Sbaglio o c'è stata un'"eclissi politica" dei cattolici?

«Be', dopo 40 annidi governo delle DC, direi che una pausa può starci... Battuta a parte, la Chiesa è ancora una realtà viva e socialmente importante: il cattolicesimo è ancora la giovinezza d'Italia, non una materia per decrepiti. Il problema è che in generale i giovani, credenti e non, snobbano la politica».

Nell'autunno 2020, lei ha dichiarato: "Gli italiani hanno reagito bene alla pandemia, siamo un popolo straordinario". Ora, con il senno del poi, vuole avvalersi del diritto di rettifica?

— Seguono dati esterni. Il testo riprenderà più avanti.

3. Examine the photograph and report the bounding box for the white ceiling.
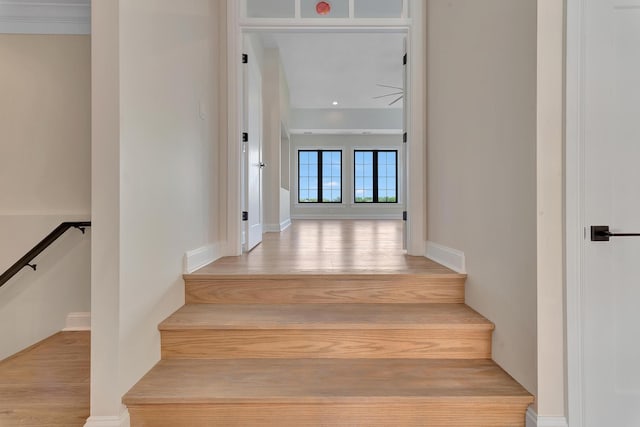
[261,33,404,108]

«No, no: confermo tutto. Siamo stati strepitosi: penso al personale medico, ma anche ai cassieri che hanno lavorato in pieno lockdown, ai nonni che hanno rischiato la salute tenendo i propri nipoti a casa, alle forze dell'ordine che non si sono mai fermate. Poi, certo, sono stati commessi degli errori ma paradossalmente noi italiani siamo stati più ligi alle regole di altri Paesi, anglosassoni in primis».

Che ricordo ha del Cazzullo agli esordi del giornalismo?

«Sono sempre stato una persona curiosa, che ama parlare con le persone. Oggi come allora sono felice perché faccio un mestiere che coincide con la vita».

Un'ultima cosa: ma voi del Corriere ci state copiando? No, perché prima Alessandro Gassman e compagnia si arrabbiavano solo per i nostri titoli...

«Nei titoli bisogna osare... (ride, ndr)».